January 21, 2026 — 12:00pm
Writer Suzie Miller’s dad was meant to be on the West Gate Bridge the day it collapsed in 1970.
“There was another man there with exactly the same name, so we actually got a call saying that it was my dad, but we knew he wasn’t in Melbourne, so we were confused by that, but also stricken. I remember, as a six-year-old, being terrified about the fact that this had happened,” Miller says.
The story of that momentous event – which resulted in the loss of 35 lives and remains Australia’s worst industrial accident – is revisited in the play West Gate, which premieres at the Melbourne Theatre Company in March.
Miller recently joined the MTC board in something of a coup, given she lives between Sydney and London. The opportunity to work with artistic director Anne-Louise Sarks sealed the deal.
“I see her as one of the really great creative leaders in Australia. There are no women running a major theatre company in Sydney. That’s a big part of it for me, wanting to support a woman’s vision,” Miller says.
“Because once you’re up there, you can effect change and you can challenge stereotypes and ways of doing things and bring a fresh approach.”
Miller describes Sarks as very savvy, thoughtful and dynamic, and the MTC under her guidance as “strongly Australian storytelling and very contemporary”.

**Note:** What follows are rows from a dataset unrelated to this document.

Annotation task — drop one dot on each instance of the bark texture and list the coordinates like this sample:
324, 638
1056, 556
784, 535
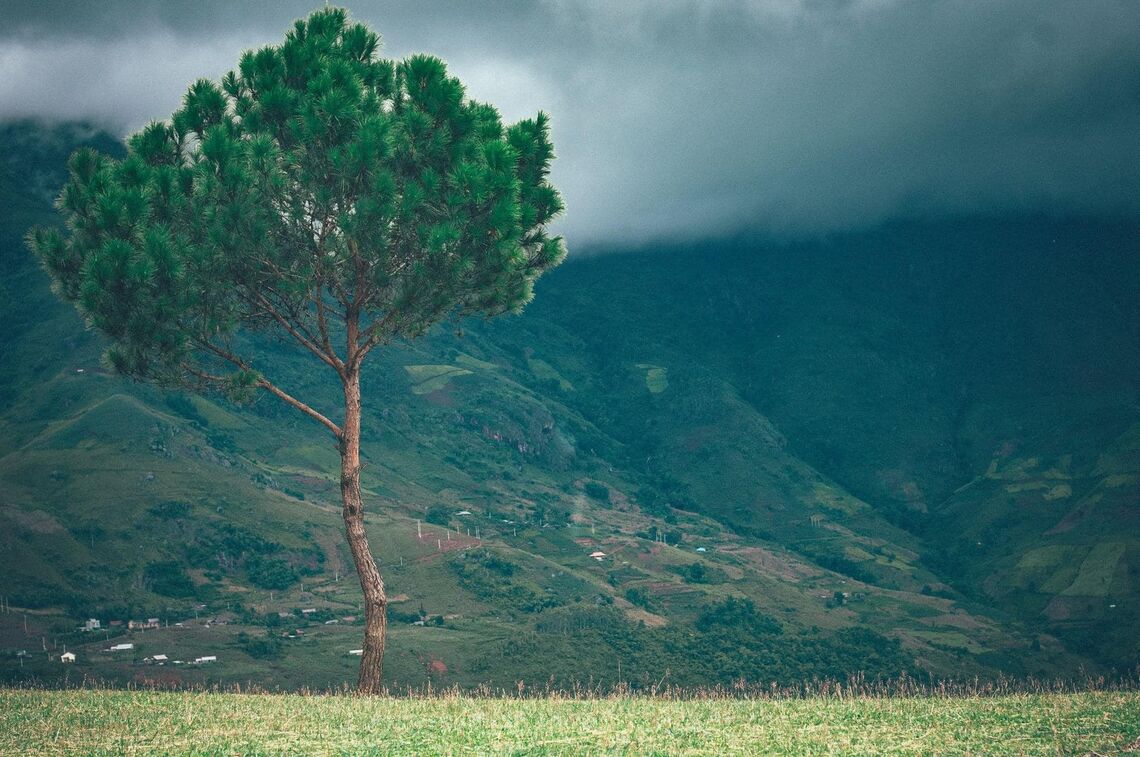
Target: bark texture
372, 584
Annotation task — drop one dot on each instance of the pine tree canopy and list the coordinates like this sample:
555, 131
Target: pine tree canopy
319, 189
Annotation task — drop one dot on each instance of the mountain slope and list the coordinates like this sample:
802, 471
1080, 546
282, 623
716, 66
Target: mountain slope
730, 422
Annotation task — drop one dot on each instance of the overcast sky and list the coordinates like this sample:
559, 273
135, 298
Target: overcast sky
689, 117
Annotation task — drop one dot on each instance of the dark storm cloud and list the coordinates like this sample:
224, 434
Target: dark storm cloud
694, 117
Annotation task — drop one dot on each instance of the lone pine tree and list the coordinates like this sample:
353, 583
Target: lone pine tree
320, 192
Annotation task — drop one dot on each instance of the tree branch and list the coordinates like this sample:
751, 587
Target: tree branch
294, 331
262, 383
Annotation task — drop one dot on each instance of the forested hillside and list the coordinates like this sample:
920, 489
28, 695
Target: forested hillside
914, 448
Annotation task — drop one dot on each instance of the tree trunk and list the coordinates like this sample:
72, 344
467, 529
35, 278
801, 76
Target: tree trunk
375, 600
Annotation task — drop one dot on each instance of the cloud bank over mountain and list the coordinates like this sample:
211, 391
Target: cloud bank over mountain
694, 117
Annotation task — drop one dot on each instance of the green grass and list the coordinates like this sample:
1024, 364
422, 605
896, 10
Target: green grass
105, 722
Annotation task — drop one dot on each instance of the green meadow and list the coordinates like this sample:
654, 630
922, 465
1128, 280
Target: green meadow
99, 722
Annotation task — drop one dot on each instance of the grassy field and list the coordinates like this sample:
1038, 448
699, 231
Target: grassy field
95, 722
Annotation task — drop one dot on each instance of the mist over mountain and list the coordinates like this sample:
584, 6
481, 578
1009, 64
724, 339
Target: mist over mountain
917, 447
687, 119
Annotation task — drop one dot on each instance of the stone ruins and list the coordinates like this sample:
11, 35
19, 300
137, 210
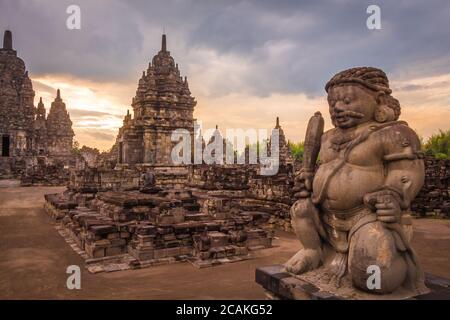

“We are now pushing boundaries, we are looking at the way a director actually initiates the show. We’re looking at different cultures. We’re looking at a multicultural, multifaceted Australia, in a capsule of time where democracy is under attack. We’re really taking creative risks.”
Having worked with the Griffin Theatre, the Sydney Theatre Company and more recently the National Theatre in London, Miller is known for her bold writing.
Despite growing up in Melbourne – her parents met at the St Moritz ice-skating rink in St Kilda – she didn’t see MTC shows, or indeed any theatre, when she was young. Her introduction to the genre came later, through St Kilda’s Theatre Works, an organisation her mother championed; it was revelatory.
Part of her remit is to help attract younger, more diverse audiences. “I would love to think that there’s some sort of onus on the way that grandparents ... or parents relate to their children, to buy a subscription and ... think I will have a date with a really wonderful young person six times a year.”
The wonder and depth of live performance was underlined for Miller during COVID lockdowns when it wasn’t allowed.
“Human beings ache to assemble with each other and to be in each other’s company and to sit shoulder to shoulder with strangers and share an emotional mist,” she says, “which is what I call theatre. It is quite an astonishing experience”.